0

I'm fairly new to the realm of relational database design, and am trying to store a 9x9 covariance matrix in a table. The rows and columns are x, y, z terms of position, velocity, and acceleration. Like so:

        PosX PosY PosZ . . . AccZ
      -------------------------
PosX  |  XX   XY   XZ  . . .
PosY  |  YX   YY   YZ  . . . 
PosZ  |  ZX   ZY   ZZ  . . . 
.     |  .    .    .
.     |  .    .    .
.     |  .    .    .
AccZ  |

So for instance, the upper-left most element is PosXPosX (shortened to XX above), to the right is PosXPosY, and so on. The matrix is symmetric along the diagonal (i.e. PosXPosY == PosYPosX). It's also possible that I will want to store a 6x6 matrix that includes only position and velocity in this same table.

From my research, I've found a normalized table design of creating a table with fields for row number, column number, and value (How to represent a 2-D data matrix in a database). I can see that the benefit to this is flexibility, since the number of rows and columns can be variable. Is this the best way to proceed, even though I have a set number of rows and columns (9x9 and/or 6x6)? I could also envision creating a table that has fields for each unique row/col combination (PosXPosX, PosXPosY . . . etc). That seems more intuitive to me, but like I said I'm new at this.
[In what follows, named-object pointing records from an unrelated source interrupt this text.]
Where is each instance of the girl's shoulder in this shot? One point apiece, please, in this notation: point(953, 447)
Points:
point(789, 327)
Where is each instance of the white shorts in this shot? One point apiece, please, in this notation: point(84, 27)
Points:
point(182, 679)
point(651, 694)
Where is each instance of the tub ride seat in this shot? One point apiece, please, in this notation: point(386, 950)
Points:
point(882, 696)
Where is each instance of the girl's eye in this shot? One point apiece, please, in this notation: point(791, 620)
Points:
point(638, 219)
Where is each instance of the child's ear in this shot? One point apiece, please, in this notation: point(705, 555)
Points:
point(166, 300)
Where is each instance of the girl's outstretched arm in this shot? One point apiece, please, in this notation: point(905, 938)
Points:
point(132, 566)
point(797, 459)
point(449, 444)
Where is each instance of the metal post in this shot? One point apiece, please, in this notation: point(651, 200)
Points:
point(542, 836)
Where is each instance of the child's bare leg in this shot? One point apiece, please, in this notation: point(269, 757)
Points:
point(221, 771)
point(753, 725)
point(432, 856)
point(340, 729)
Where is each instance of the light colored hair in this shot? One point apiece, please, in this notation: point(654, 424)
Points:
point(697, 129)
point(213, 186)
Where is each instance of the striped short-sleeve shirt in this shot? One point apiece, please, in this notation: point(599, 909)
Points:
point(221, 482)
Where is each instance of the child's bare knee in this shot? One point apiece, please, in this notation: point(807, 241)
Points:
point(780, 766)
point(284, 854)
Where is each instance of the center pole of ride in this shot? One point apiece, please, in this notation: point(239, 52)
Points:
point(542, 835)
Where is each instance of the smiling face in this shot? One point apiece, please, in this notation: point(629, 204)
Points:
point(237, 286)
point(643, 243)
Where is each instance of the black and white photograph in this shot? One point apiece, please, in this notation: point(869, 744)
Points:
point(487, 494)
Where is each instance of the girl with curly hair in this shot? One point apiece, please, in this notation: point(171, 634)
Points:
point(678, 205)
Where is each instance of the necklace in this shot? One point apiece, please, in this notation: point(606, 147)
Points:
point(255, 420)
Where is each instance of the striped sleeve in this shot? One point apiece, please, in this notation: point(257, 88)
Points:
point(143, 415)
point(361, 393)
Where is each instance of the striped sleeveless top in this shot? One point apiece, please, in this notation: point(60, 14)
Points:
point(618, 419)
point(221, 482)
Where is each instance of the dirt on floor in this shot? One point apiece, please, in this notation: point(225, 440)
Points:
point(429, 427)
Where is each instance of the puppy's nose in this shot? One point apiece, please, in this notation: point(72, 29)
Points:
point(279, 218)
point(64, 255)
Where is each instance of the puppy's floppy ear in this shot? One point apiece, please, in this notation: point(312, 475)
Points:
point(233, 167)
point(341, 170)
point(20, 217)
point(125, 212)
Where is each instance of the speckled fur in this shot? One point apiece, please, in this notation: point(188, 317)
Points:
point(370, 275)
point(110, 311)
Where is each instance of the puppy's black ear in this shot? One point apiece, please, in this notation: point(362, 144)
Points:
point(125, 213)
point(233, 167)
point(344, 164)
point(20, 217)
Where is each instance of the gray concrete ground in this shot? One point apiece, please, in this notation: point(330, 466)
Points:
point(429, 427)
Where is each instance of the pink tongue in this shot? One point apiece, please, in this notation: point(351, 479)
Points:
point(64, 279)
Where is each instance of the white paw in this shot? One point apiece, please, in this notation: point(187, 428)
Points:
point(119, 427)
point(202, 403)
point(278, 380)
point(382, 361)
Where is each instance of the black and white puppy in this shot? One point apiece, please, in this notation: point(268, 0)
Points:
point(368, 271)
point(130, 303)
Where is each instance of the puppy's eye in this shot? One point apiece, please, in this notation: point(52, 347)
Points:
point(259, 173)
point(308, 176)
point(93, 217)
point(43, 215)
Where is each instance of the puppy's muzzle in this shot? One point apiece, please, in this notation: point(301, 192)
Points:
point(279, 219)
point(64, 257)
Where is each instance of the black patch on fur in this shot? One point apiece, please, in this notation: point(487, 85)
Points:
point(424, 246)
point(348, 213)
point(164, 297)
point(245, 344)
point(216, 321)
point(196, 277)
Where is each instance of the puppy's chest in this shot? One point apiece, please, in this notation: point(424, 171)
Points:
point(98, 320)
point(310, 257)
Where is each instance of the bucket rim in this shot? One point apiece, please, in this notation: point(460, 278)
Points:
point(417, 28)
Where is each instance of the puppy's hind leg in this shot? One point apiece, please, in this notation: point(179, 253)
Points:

My question is: How would you suggest representing my data in a relational database? I've outlined two possible methods but I don't know if either is the best way. "Best" in my case will mean efficiently stored and retrieved. What I'm creating is really a data repository, so the data in the database will not be changing once it is added, only read into numpy arrays or similar.

Some more background:
I'm analyzing test data. I have multiple test runs with different configurations, each having multiple data points that include a lot of different kinds of data. One of the data points I want to store and analyze is covariance. The amount of data I'm dealing with is quite staggering, so I'm hoping that using a database will help me to keep things organized and accessible. The goal is to store all this data, and then write data analysis and visualization tools that will draw from the data. In the case of covariance, I'm calculating things like Mahalanobis Distance, trace, and time propagated eigenvalues. I have many of these tools already, but they currently pull from a lot of different log files and are generally a mess.

Community
  • 1
  • 1
IanVS
  • 3,497
  • 1
  • 20
  • 23
  • Databases are awful at matrix calculations. I'd suggest not to store this in a database at all. – Andomar Jun 04 '12 at 17:59
  • 1
    What do you want to do with it? – Gordon Linoff Jun 04 '12 at 18:00
  • @Andomar: Thanks, I'm not really trying to do calculations in the database, I just want to store the data so I can pull it out and do calculations in a separate tool (Python, in my case). – IanVS Jun 04 '12 at 18:08
  • Will you assume that it will always be 9X9 is the max size that you will need? One thing you also could consider is using a csv file though if there is a lot of read/write contention this is probably more work than its worth. – John Kane Jun 04 '12 at 18:23
  • @JohnKane: Yes, that is the max I will ever need. (dangerous words, I know) – IanVS Jun 04 '12 at 18:25
  • Is it also safe to assume that one the data is written you will not be modifying it again while you are doing your analysis? – John Kane Jun 04 '12 at 18:29
  • Exactly. Once the data is there, it's set. It won't have to change. I just want to be able to read it back out (into a numpy array) and do stuff with it. – IanVS Jun 04 '12 at 18:35

2 Answers2

0

Databases are great at storing staggering amounts of data. Seems like you'll want to use them to quickly, clearly, and readily store and retrieve your information, if not to perform the actual calculations. If so, then you'll want to design your storage for efficient retrieval.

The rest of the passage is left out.